The case–control study included 200 participants, comprising 100 patients with clinically diagnosed ankylosing spondylitis and 100 age- and sex-matched healthy controls. Genotyping of the TLR4 rs41426344 (G/C) polymorphism was performed using real-time polymerase chain reaction melting curve analysis. Disease activity and functional status were evaluated using validated clinical indices, including the Bath Ankylosing Spondylitis Functional Index (BASFI), Bath Ankylosing Spondylitis Disease Activity Index (BASDAI), and the Ankylosing Spondylitis Disease Activity Score with C-reactive protein (ASDAS-CRP).
The CC genotype showed a very strong association with AS susceptibility, with carriers demonstrating a tenfold increased risk of disease compared with other genotypes (odds ratio 10.00; 95% confidence interval 4.091–24.431; p < 0.0000001). In addition to higher susceptibility, patients with the CC genotype exhibited significantly elevated BASFI, BASDAI, and ASDAS-CRP scores, reflecting greater functional impairment, higher symptom burden, and increased systemic inflammation. A statistically significant difference in ASDAS-CRP scores was also observed between CC and GC genotypes, further supporting the link between this variant and disease severity.

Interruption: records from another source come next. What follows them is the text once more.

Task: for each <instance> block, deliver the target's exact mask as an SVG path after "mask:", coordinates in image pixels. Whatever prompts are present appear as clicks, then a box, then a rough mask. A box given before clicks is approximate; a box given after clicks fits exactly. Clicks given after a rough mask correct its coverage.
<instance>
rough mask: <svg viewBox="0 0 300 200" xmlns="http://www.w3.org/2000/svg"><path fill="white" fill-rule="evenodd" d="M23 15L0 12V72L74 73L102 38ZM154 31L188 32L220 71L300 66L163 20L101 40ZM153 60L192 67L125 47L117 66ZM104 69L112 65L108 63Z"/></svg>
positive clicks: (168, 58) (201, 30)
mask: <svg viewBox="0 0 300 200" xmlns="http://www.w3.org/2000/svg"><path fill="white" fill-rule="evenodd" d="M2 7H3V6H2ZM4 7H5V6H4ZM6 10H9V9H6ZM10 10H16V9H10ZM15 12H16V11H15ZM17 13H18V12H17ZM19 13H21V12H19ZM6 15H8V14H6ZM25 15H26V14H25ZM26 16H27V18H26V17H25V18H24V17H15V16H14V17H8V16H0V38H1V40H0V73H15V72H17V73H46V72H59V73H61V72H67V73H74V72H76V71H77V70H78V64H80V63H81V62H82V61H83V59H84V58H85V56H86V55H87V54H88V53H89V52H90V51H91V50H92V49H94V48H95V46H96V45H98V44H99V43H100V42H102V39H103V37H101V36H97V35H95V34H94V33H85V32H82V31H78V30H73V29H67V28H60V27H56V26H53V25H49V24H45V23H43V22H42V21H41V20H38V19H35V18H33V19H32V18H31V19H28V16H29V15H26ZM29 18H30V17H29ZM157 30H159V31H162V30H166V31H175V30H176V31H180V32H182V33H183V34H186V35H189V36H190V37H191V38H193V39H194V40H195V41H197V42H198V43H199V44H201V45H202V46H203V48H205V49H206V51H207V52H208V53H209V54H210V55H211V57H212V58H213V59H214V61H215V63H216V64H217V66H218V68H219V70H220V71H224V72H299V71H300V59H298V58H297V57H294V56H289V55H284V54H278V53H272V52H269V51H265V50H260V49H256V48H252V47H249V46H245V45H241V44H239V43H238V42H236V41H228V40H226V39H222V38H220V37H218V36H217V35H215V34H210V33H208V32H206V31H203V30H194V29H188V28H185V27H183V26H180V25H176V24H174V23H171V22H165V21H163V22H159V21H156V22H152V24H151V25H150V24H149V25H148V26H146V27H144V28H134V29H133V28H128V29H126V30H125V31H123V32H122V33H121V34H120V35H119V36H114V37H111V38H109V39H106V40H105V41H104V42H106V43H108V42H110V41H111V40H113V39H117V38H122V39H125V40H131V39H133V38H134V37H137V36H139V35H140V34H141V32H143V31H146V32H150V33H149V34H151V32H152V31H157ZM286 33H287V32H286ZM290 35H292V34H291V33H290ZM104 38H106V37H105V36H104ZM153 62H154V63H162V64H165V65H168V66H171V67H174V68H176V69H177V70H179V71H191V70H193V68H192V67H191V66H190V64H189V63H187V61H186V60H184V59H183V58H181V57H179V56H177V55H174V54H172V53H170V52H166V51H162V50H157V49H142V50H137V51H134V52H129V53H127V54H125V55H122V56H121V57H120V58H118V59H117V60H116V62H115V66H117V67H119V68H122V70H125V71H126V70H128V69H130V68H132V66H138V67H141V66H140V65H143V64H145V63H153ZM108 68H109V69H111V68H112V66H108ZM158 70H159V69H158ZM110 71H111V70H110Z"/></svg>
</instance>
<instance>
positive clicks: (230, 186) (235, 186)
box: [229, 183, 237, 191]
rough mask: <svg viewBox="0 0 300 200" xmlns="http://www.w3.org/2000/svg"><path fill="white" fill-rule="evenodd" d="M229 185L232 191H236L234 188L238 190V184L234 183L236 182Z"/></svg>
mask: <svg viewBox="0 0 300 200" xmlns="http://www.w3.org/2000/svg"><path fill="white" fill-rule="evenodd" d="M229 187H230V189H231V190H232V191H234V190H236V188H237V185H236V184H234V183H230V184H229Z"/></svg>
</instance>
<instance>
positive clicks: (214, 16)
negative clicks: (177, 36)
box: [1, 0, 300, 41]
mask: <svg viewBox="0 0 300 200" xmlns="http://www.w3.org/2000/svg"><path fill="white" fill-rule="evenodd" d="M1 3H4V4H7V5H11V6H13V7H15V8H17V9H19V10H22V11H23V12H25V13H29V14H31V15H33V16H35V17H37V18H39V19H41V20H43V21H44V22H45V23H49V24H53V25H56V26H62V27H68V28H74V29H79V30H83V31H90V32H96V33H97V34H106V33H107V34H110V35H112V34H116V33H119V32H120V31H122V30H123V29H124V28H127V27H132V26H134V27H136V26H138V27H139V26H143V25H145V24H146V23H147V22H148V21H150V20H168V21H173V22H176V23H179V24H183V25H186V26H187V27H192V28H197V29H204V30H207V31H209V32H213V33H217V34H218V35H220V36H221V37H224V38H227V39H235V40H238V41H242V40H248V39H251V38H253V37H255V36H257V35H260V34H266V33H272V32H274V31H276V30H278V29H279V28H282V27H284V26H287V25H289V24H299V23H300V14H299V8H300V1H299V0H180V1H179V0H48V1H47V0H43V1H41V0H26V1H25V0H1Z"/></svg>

These results are consistent with previous findings in other inflammatory arthritides. In a central south Chinese Han population, the rs41426344C allele was previously associated with increased susceptibility to both rheumatoid arthritis and juvenile idiopathic arthritis, with higher odds of disease among carriers and increased frequency of the variant in rheumatoid factor–positive and anti–cyclic citrullinated peptide–positive patients. Together, these observations suggest that the rs41426344C variant may represent a shared genetic risk factor across multiple immune-mediated inflammatory diseases.
This is the first report examining the TLR4 rs41426344 polymorphism in ankylosing spondylitis. TLR4 plays a central role in innate immune activation by recognizing pathogen-associated molecular patterns and triggering downstream pro-inflammatory signaling pathways. Genetic variation in this receptor may amplify inflammatory responses, contributing to both increased disease susceptibility and more aggressive clinical phenotypes.
From a clinical perspective, the findings indicate that the TLR4 rs41426344 CC genotype may serve as a potential biomarker for disease risk assessment and activity monitoring in ankylosing spondylitis, particularly in Turkish patients. Validation in larger, multi-ethnic cohorts and functional studies will be necessary to determine how this variant alters TLR4 signaling and whether it can be incorporated into future precision medicine strategies for spondyloarthritis.
References
- Kirkik D, Kalkanli Tas S, Dogantekin B, Kariksiz M, Gündogdu B, Hacimustafaoglu F, Aksoy R. The Impact of TLR4 rs41426344 Polymorphism on Ankylosing Spondylitis Disease Activity: A Study in Turkish Patients. Int J Immunogenet. 2026 Feb;53(1):54-62.
- Wang Y, Chen L, Li F, Bao M, Zeng J, Xiang J, Luo H, Li J, Tang L. TLR4 rs41426344 increases susceptibility of rheumatoid arthritis (RA) and juvenile idiopathic arthritis (JIA) in a central south Chinese Han population. Pediatr Rheumatol Online J. 2017 Feb 21;15(1):12.